Tuesday, October 2, 2012

Gerhard Richter, ovvero per una pittura elevata al cubo

Gerhard Richter: Betty, 1988
Mi precipito all'ultimo giorno disponibile per vedere la fantastica retrospettiva, "Panorama", che il Centre Pompidou di Parigi ha dedicato ad un riconosciuto maestro di quella corrente definita "iperrealismo": Gerhard Richter. Anche se il maestro tedesco dichiara di " non appartenere ad alcun sistema, tendenza, programma; né di avere programmi, stile o pretese", il termine di "iperrealismo" sembra calzare a pennello alle sue opere, almeno a quella fase in cui è proprio evidente non il desiderio di emulare la realtà, ma di superarla, rendendo il quadro più vero del vero, più reale del reale. Sfido chiunque a confrontare la foto da cui egli parte per compiere il ritratto di nuca di sua figlia Betty con il quadro ultimato e a non dubitare almeno per un attimo che questo costituisca una gigantografia dell'originale. Invece no: siamo sempre di fronte ad una copia, il ritratto, che in questo caso non ha come modello la realtà, bensì un'altra copia della realtà, la fotografia. Si tratta quindi di un'operazione di pittura elevata al cubo (prendo in prestito il termine da Calvino che lo aveva utilizzato in riferimento alla letteratura), cioè di pittura che rappresenta non più la realtà ma una copia di essa. Mi viene da chiedere se il movimento sia circolare, se cioè il passaggio realtà-fotografia-ritratto, sia un movimento per ritornare al punto da cui si era partiti, oppure no, se sia un movimento teso a dimenticare quello da cui eravamo partiti, la realtà. Opterei per la seconda opzione: il quadro cioè vuole superare la realtà, proprio perché vuole sostituirsi ad essa, con tutto il rischio che questo comporta. Il rischio cioè di scambiare il quadro per la realtà, dimenticando quest'ultima.
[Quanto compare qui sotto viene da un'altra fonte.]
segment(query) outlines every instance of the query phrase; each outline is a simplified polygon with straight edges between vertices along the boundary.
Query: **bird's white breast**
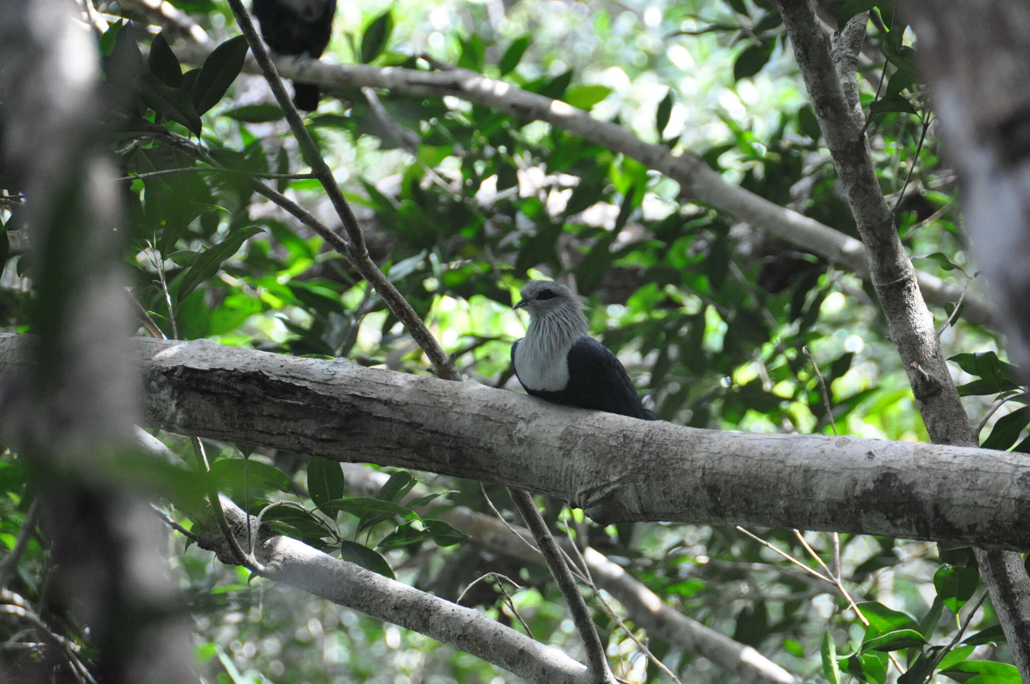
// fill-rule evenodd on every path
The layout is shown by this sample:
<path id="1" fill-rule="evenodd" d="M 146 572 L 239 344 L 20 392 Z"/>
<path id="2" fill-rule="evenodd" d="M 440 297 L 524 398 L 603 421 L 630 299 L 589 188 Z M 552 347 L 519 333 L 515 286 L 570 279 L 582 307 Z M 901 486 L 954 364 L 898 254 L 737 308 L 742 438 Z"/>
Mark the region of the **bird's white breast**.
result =
<path id="1" fill-rule="evenodd" d="M 569 384 L 569 349 L 559 353 L 537 349 L 528 337 L 515 347 L 515 372 L 527 388 L 560 391 Z"/>

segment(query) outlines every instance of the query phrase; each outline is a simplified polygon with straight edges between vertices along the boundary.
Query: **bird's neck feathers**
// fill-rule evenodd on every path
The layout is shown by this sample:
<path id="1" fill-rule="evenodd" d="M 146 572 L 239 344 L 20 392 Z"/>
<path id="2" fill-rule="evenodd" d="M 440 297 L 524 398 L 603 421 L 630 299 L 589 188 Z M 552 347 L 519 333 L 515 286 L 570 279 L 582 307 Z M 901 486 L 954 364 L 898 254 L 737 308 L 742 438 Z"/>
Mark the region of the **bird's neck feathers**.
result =
<path id="1" fill-rule="evenodd" d="M 586 335 L 587 320 L 579 302 L 569 302 L 557 311 L 533 316 L 525 332 L 526 349 L 534 358 L 564 357 L 576 340 Z"/>

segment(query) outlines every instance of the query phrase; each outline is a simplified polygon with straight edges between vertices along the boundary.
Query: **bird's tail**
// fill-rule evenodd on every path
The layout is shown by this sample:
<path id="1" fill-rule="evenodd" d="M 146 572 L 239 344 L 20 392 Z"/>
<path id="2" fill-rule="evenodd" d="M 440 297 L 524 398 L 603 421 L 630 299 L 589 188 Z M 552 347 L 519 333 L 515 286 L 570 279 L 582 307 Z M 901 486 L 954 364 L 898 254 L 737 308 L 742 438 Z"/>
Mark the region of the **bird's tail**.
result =
<path id="1" fill-rule="evenodd" d="M 314 111 L 318 108 L 318 96 L 317 86 L 294 81 L 294 104 L 298 109 Z"/>

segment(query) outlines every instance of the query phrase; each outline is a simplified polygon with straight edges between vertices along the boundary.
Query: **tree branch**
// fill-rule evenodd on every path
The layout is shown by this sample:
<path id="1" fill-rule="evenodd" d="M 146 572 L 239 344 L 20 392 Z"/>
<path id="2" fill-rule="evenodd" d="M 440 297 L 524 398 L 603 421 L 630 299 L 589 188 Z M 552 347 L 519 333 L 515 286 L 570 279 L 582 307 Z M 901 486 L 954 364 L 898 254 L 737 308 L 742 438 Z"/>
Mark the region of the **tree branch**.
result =
<path id="1" fill-rule="evenodd" d="M 297 138 L 304 160 L 311 167 L 311 172 L 314 176 L 321 182 L 325 194 L 336 209 L 337 215 L 343 221 L 343 228 L 350 239 L 346 254 L 350 258 L 354 268 L 362 274 L 362 277 L 372 283 L 372 286 L 379 293 L 379 297 L 386 303 L 389 310 L 408 329 L 408 333 L 428 357 L 433 366 L 433 372 L 442 378 L 460 380 L 461 374 L 457 372 L 454 362 L 451 361 L 450 356 L 447 355 L 425 328 L 425 323 L 415 313 L 411 304 L 397 290 L 393 283 L 386 279 L 386 276 L 383 275 L 382 271 L 379 270 L 379 267 L 376 266 L 375 262 L 369 255 L 368 247 L 365 245 L 365 235 L 362 233 L 360 226 L 357 225 L 357 218 L 354 217 L 354 213 L 350 210 L 350 205 L 344 199 L 343 193 L 340 191 L 340 185 L 336 182 L 336 178 L 333 176 L 333 172 L 330 170 L 325 160 L 322 159 L 321 152 L 318 151 L 318 146 L 315 144 L 314 139 L 304 127 L 304 122 L 301 121 L 301 115 L 297 111 L 297 107 L 290 102 L 289 96 L 286 94 L 286 88 L 283 86 L 282 79 L 275 69 L 275 64 L 273 64 L 272 59 L 269 57 L 265 43 L 258 36 L 258 31 L 254 29 L 253 22 L 250 21 L 250 15 L 243 8 L 243 3 L 241 0 L 229 0 L 229 6 L 232 8 L 233 14 L 236 16 L 236 22 L 243 31 L 243 35 L 246 36 L 247 43 L 250 45 L 250 52 L 261 66 L 265 80 L 268 81 L 269 87 L 272 89 L 272 94 L 286 116 L 286 123 L 289 124 L 289 129 L 294 132 L 294 137 Z"/>
<path id="2" fill-rule="evenodd" d="M 234 529 L 246 528 L 247 516 L 228 499 L 222 511 Z M 194 526 L 199 545 L 219 559 L 235 562 L 235 553 L 214 525 Z M 240 543 L 245 543 L 241 538 Z M 288 537 L 263 535 L 254 547 L 262 577 L 303 589 L 313 595 L 386 620 L 500 665 L 530 682 L 588 684 L 586 666 L 558 649 L 489 619 L 478 611 L 452 604 L 340 560 Z"/>
<path id="3" fill-rule="evenodd" d="M 558 545 L 551 537 L 547 525 L 544 524 L 544 519 L 540 516 L 537 505 L 533 503 L 533 497 L 526 491 L 514 487 L 510 491 L 515 508 L 521 513 L 522 519 L 525 520 L 537 543 L 540 544 L 540 551 L 544 555 L 547 568 L 551 571 L 554 581 L 557 582 L 561 595 L 565 597 L 565 603 L 569 604 L 569 610 L 573 614 L 573 622 L 576 623 L 576 629 L 580 632 L 583 647 L 586 649 L 591 680 L 599 684 L 615 684 L 615 678 L 612 676 L 612 671 L 608 668 L 608 659 L 605 657 L 605 646 L 600 643 L 597 630 L 593 626 L 593 619 L 586 608 L 583 595 L 579 592 L 579 587 L 576 586 L 576 580 L 573 579 L 573 574 L 569 570 L 569 566 L 565 565 L 565 559 L 561 556 Z"/>
<path id="4" fill-rule="evenodd" d="M 977 262 L 1004 313 L 1007 347 L 1030 377 L 1030 68 L 1026 3 L 906 3 L 914 19 L 934 109 L 962 182 L 965 227 Z M 991 603 L 1024 681 L 1030 681 L 1030 578 L 1016 554 L 976 550 Z"/>
<path id="5" fill-rule="evenodd" d="M 857 102 L 849 102 L 830 61 L 812 0 L 780 0 L 809 97 L 833 157 L 862 242 L 868 249 L 872 284 L 887 316 L 891 339 L 908 372 L 930 439 L 975 446 L 976 435 L 959 400 L 937 342 L 933 317 L 919 290 L 912 262 L 894 227 L 869 151 Z M 1019 554 L 976 549 L 984 581 L 995 600 L 1012 658 L 1030 680 L 1030 578 Z"/>
<path id="6" fill-rule="evenodd" d="M 176 55 L 191 63 L 203 63 L 208 53 L 208 49 L 195 44 L 176 45 Z M 802 249 L 843 264 L 859 277 L 869 277 L 865 248 L 860 241 L 726 182 L 697 157 L 688 153 L 676 157 L 667 147 L 645 143 L 621 126 L 596 119 L 589 112 L 564 102 L 527 93 L 506 81 L 487 78 L 468 69 L 417 71 L 401 67 L 333 65 L 317 60 L 302 64 L 302 60 L 294 57 L 281 57 L 276 64 L 288 78 L 303 78 L 306 82 L 330 90 L 368 86 L 405 95 L 437 98 L 449 95 L 525 119 L 548 122 L 664 173 L 680 183 L 681 195 L 687 200 L 711 204 Z M 258 72 L 256 66 L 249 60 L 243 68 L 249 73 Z M 962 296 L 962 287 L 956 283 L 945 282 L 922 272 L 918 272 L 917 277 L 927 300 L 934 304 L 954 303 Z M 991 304 L 982 297 L 971 295 L 966 297 L 962 315 L 967 320 L 983 324 L 992 324 L 994 320 Z"/>
<path id="7" fill-rule="evenodd" d="M 0 335 L 0 379 L 33 338 Z M 476 383 L 206 341 L 135 338 L 145 421 L 173 433 L 546 493 L 604 523 L 747 524 L 1030 548 L 1018 453 L 697 430 Z M 741 482 L 749 495 L 740 495 Z"/>
<path id="8" fill-rule="evenodd" d="M 343 464 L 347 486 L 362 495 L 374 495 L 388 479 L 381 471 L 357 464 Z M 414 499 L 427 493 L 417 486 L 408 494 Z M 488 548 L 525 562 L 539 563 L 541 556 L 525 541 L 529 531 L 519 526 L 510 528 L 503 520 L 477 513 L 465 506 L 424 507 L 432 515 L 445 520 Z M 422 510 L 422 509 L 420 509 Z M 561 546 L 572 551 L 572 544 L 562 540 Z M 583 558 L 590 575 L 600 588 L 615 596 L 636 624 L 647 629 L 651 637 L 678 646 L 708 658 L 720 668 L 752 684 L 795 684 L 789 672 L 767 659 L 761 653 L 744 646 L 729 637 L 708 627 L 663 603 L 657 594 L 644 586 L 621 566 L 604 554 L 587 547 Z"/>

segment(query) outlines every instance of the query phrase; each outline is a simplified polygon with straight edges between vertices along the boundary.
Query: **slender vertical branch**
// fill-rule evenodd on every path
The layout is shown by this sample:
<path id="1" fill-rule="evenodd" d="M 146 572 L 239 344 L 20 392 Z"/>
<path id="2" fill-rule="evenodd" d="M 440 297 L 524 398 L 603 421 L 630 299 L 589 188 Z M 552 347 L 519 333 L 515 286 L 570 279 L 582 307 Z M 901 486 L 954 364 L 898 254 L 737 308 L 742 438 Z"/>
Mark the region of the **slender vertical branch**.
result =
<path id="1" fill-rule="evenodd" d="M 269 57 L 268 49 L 265 48 L 265 44 L 258 36 L 258 31 L 254 29 L 253 22 L 250 21 L 246 9 L 243 8 L 243 3 L 241 0 L 229 0 L 229 5 L 236 16 L 236 22 L 239 24 L 240 30 L 246 36 L 247 43 L 250 45 L 250 52 L 253 53 L 254 59 L 258 61 L 262 73 L 265 75 L 265 79 L 272 89 L 272 94 L 286 116 L 286 123 L 289 124 L 289 129 L 294 132 L 294 137 L 297 138 L 304 160 L 311 167 L 311 172 L 321 182 L 322 187 L 325 189 L 325 194 L 333 203 L 333 207 L 340 216 L 340 220 L 343 221 L 343 228 L 348 238 L 345 254 L 350 259 L 357 272 L 362 274 L 362 277 L 371 282 L 372 286 L 376 288 L 376 292 L 379 293 L 379 296 L 386 303 L 386 306 L 389 307 L 393 315 L 408 329 L 408 333 L 418 343 L 418 346 L 422 348 L 425 355 L 428 356 L 430 363 L 433 365 L 433 372 L 447 380 L 459 380 L 461 375 L 454 366 L 454 362 L 444 352 L 428 329 L 425 328 L 425 323 L 415 313 L 411 304 L 398 292 L 393 283 L 386 279 L 386 276 L 383 275 L 382 271 L 379 270 L 379 267 L 376 266 L 375 262 L 369 255 L 368 247 L 365 245 L 365 235 L 362 233 L 360 226 L 357 225 L 357 218 L 354 217 L 354 213 L 350 210 L 350 205 L 344 199 L 343 193 L 340 191 L 340 185 L 336 182 L 333 171 L 318 151 L 318 146 L 315 144 L 314 139 L 308 133 L 308 130 L 304 128 L 301 114 L 297 111 L 294 103 L 290 102 L 289 96 L 286 94 L 286 87 L 279 77 L 275 64 L 272 63 L 272 59 Z M 339 249 L 340 247 L 337 248 Z"/>
<path id="2" fill-rule="evenodd" d="M 551 575 L 554 576 L 554 580 L 561 590 L 561 595 L 569 604 L 569 610 L 573 614 L 573 622 L 576 623 L 576 629 L 580 632 L 580 638 L 586 649 L 587 664 L 590 668 L 593 681 L 599 684 L 614 684 L 615 678 L 612 676 L 612 671 L 608 668 L 608 660 L 605 658 L 605 647 L 593 626 L 593 620 L 586 608 L 586 602 L 583 601 L 583 594 L 576 586 L 576 580 L 573 579 L 572 571 L 569 570 L 569 566 L 565 565 L 564 558 L 561 556 L 557 542 L 551 537 L 550 531 L 544 524 L 544 519 L 540 517 L 540 511 L 533 503 L 533 497 L 522 489 L 513 488 L 509 491 L 511 491 L 515 507 L 522 514 L 522 519 L 529 527 L 529 532 L 540 544 L 540 550 L 544 554 L 544 560 L 547 561 L 547 568 L 551 571 Z"/>
<path id="3" fill-rule="evenodd" d="M 826 36 L 816 22 L 813 0 L 780 0 L 780 9 L 819 126 L 866 245 L 870 279 L 927 433 L 937 444 L 976 446 L 976 435 L 940 353 L 933 317 L 877 180 L 861 110 L 845 96 L 842 80 L 853 74 L 834 69 Z M 1023 678 L 1030 681 L 1030 578 L 1018 553 L 974 551 L 1011 646 L 1012 659 Z"/>

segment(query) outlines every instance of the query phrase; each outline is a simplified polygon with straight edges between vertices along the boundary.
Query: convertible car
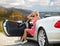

Un po' come la realtà virtuale, the world wide web, non è la realtà reale.
In questo senso, credo che Richter sia un artista più che mai contemporaneo; mentre le sue prove di tipo astratto, sanno di maniera, di desiderio di confrontarsi con stili totalmente opposti al suo per misurane la riuscita, o più semplicemente per "fare cassa".